Histopathologic examination of a completely resected primary tumor is often sufficient for tumor subtyping, as a component with prototypical morphologic features can usually be readily appreciated. However, in the metastatic setting, it is often challenging to discriminate between subtypes of RCC based on morphology alone, particularly since metastatic foci are often sampled only by core needle biopsy and are often preferentially composed of high-grade tumor. Immunohistochemical analysis is valuable to identify the histogenetic origin of metastatic malignancy[32]. Nevertheless, its use for discriminating different histologic subtypes is limited and rarely applied in prospective treatment outcome studies. A cytogenetic hallmark of CCRCC is loss of chromosome 3p, which distinguishes it from other RCC subtypes[7, 8, 33]. PRCC frequently exhibits chromosomal polysomies, of which trisomy of chromosomes 7 and/or 17 are the most consistent and characteristic[7, 8, 34]. Because CCRCC and PRCC show different immunophenotypes and different characteristic cytogenetic abnormalities, we sought to combine these two ancillary tests in an effort to reduce ambiguity in subtyping of metastatic RCC. Immunophenotypes of 103 cases of metastatic RCC were analyzed in conjunction with cytogenetic characteristics as determined by fluorescence in situ hybridization (FISH), in order to improve classification of these neoplasms.

Patients and methods


One hundred three cases of metastatic RCC diagnosed between 2007 and 2013 were retrieved from the archives of the Department of Pathology of the Indiana University School of Medicine. The histologic type was established, when possible, according to the 2004 WHO classification[3]. The hematoxylin and eosin slides of these cases were reviewed, and appropriate tumor blocks from metastatic sites were selected for immunohistochemical and cytogenetic studies. This research was approved by the Indiana University Institutional Review Board.
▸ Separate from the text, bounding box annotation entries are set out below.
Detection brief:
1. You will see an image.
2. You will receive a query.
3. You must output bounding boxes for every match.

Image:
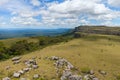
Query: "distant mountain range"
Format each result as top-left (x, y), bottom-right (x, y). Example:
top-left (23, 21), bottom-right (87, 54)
top-left (0, 28), bottom-right (70, 39)
top-left (74, 26), bottom-right (120, 36)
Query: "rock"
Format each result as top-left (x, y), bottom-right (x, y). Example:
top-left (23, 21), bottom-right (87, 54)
top-left (13, 60), bottom-right (20, 64)
top-left (5, 66), bottom-right (10, 70)
top-left (84, 75), bottom-right (90, 80)
top-left (56, 59), bottom-right (67, 67)
top-left (90, 70), bottom-right (94, 75)
top-left (18, 70), bottom-right (24, 74)
top-left (67, 62), bottom-right (74, 69)
top-left (99, 70), bottom-right (107, 76)
top-left (68, 75), bottom-right (82, 80)
top-left (33, 74), bottom-right (40, 79)
top-left (32, 65), bottom-right (38, 69)
top-left (13, 72), bottom-right (20, 78)
top-left (92, 78), bottom-right (99, 80)
top-left (51, 56), bottom-right (59, 60)
top-left (20, 78), bottom-right (27, 80)
top-left (2, 77), bottom-right (11, 80)
top-left (12, 57), bottom-right (21, 61)
top-left (29, 59), bottom-right (37, 65)
top-left (60, 71), bottom-right (72, 80)
top-left (23, 68), bottom-right (30, 72)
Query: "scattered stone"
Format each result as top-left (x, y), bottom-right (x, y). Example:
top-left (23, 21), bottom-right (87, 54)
top-left (90, 70), bottom-right (94, 75)
top-left (98, 70), bottom-right (107, 76)
top-left (13, 60), bottom-right (20, 64)
top-left (51, 56), bottom-right (59, 60)
top-left (20, 78), bottom-right (27, 80)
top-left (67, 62), bottom-right (74, 69)
top-left (2, 77), bottom-right (11, 80)
top-left (5, 66), bottom-right (10, 70)
top-left (13, 72), bottom-right (20, 78)
top-left (23, 68), bottom-right (30, 72)
top-left (18, 70), bottom-right (24, 74)
top-left (60, 71), bottom-right (72, 80)
top-left (84, 75), bottom-right (90, 80)
top-left (92, 78), bottom-right (99, 80)
top-left (33, 74), bottom-right (40, 79)
top-left (12, 57), bottom-right (21, 61)
top-left (68, 75), bottom-right (82, 80)
top-left (32, 65), bottom-right (38, 69)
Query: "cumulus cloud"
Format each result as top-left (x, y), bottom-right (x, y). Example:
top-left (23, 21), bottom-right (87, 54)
top-left (0, 0), bottom-right (120, 27)
top-left (108, 0), bottom-right (120, 7)
top-left (31, 0), bottom-right (41, 6)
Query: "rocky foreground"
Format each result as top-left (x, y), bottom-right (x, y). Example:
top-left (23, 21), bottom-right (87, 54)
top-left (2, 56), bottom-right (106, 80)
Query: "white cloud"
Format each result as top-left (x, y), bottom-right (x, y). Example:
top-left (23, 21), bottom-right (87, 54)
top-left (108, 0), bottom-right (120, 7)
top-left (31, 0), bottom-right (41, 6)
top-left (0, 0), bottom-right (120, 27)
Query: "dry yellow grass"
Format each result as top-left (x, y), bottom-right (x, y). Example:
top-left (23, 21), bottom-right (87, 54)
top-left (0, 35), bottom-right (120, 80)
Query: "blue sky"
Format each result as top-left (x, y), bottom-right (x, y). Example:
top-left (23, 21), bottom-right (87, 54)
top-left (0, 0), bottom-right (120, 28)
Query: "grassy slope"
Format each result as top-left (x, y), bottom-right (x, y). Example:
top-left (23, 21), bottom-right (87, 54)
top-left (0, 36), bottom-right (120, 80)
top-left (0, 37), bottom-right (38, 47)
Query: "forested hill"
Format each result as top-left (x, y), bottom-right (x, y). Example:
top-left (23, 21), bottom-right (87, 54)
top-left (75, 26), bottom-right (120, 35)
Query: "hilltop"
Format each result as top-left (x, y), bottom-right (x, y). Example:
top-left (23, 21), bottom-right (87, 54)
top-left (74, 26), bottom-right (120, 36)
top-left (0, 26), bottom-right (120, 80)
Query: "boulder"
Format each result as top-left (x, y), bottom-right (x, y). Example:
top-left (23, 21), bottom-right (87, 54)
top-left (92, 78), bottom-right (99, 80)
top-left (60, 71), bottom-right (72, 80)
top-left (90, 70), bottom-right (94, 75)
top-left (51, 56), bottom-right (59, 60)
top-left (84, 75), bottom-right (90, 80)
top-left (12, 57), bottom-right (21, 61)
top-left (99, 70), bottom-right (107, 76)
top-left (67, 62), bottom-right (74, 69)
top-left (13, 72), bottom-right (20, 78)
top-left (55, 59), bottom-right (67, 67)
top-left (5, 66), bottom-right (10, 70)
top-left (33, 74), bottom-right (40, 79)
top-left (13, 60), bottom-right (20, 64)
top-left (32, 65), bottom-right (38, 69)
top-left (23, 68), bottom-right (30, 72)
top-left (68, 75), bottom-right (82, 80)
top-left (18, 70), bottom-right (25, 74)
top-left (20, 78), bottom-right (27, 80)
top-left (2, 77), bottom-right (11, 80)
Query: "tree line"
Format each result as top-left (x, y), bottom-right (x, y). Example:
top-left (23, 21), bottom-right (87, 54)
top-left (0, 36), bottom-right (72, 60)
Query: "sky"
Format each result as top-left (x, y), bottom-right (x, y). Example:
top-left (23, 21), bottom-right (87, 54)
top-left (0, 0), bottom-right (120, 28)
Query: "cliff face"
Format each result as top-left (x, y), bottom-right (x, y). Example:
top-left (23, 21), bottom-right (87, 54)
top-left (75, 26), bottom-right (120, 35)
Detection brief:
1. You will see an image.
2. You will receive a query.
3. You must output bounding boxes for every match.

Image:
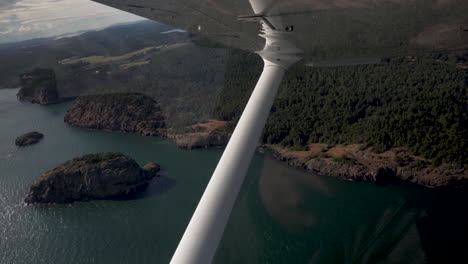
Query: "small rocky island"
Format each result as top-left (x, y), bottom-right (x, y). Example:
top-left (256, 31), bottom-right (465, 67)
top-left (64, 93), bottom-right (165, 136)
top-left (15, 131), bottom-right (44, 147)
top-left (17, 69), bottom-right (64, 105)
top-left (64, 93), bottom-right (230, 149)
top-left (25, 152), bottom-right (159, 204)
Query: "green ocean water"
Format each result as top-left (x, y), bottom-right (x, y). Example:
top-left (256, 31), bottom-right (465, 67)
top-left (0, 89), bottom-right (468, 264)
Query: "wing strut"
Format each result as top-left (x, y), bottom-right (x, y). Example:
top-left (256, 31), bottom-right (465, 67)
top-left (171, 10), bottom-right (301, 264)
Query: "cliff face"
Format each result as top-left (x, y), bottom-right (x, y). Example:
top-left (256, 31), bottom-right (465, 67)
top-left (17, 69), bottom-right (62, 105)
top-left (266, 145), bottom-right (468, 192)
top-left (25, 153), bottom-right (159, 203)
top-left (64, 93), bottom-right (165, 136)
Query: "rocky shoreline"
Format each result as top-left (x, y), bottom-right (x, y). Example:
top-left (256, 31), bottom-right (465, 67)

Immunohistochemical staining

Immunohistochemistry was performed with the following antibodies: cytokeratin 7 (CK7; monoclonal mouse anti-human CK7 antibody, OV-TL 12/30, prediluted; Dako Corp.) and alpha-methylacyl-CoA-racemase (AMACR/P504S, polyclonal rabbit anti-human antibody, 13H4 clone, prediluted; Dako Corp.). Diaminobenzidine (3, 3-diaminobenzidine) was used as the chromogen. Immunostaining was performed on the DAKO Autostainer Plus. Positive and negative controls were stained concurrently and showed appropriate immunostaining. The extent of immunohistochemical staining was evaluated microscopically. Labeling for CK7 and AMACR was considered positive when moderate to strong staining was present in greater than 20% of tumor cells.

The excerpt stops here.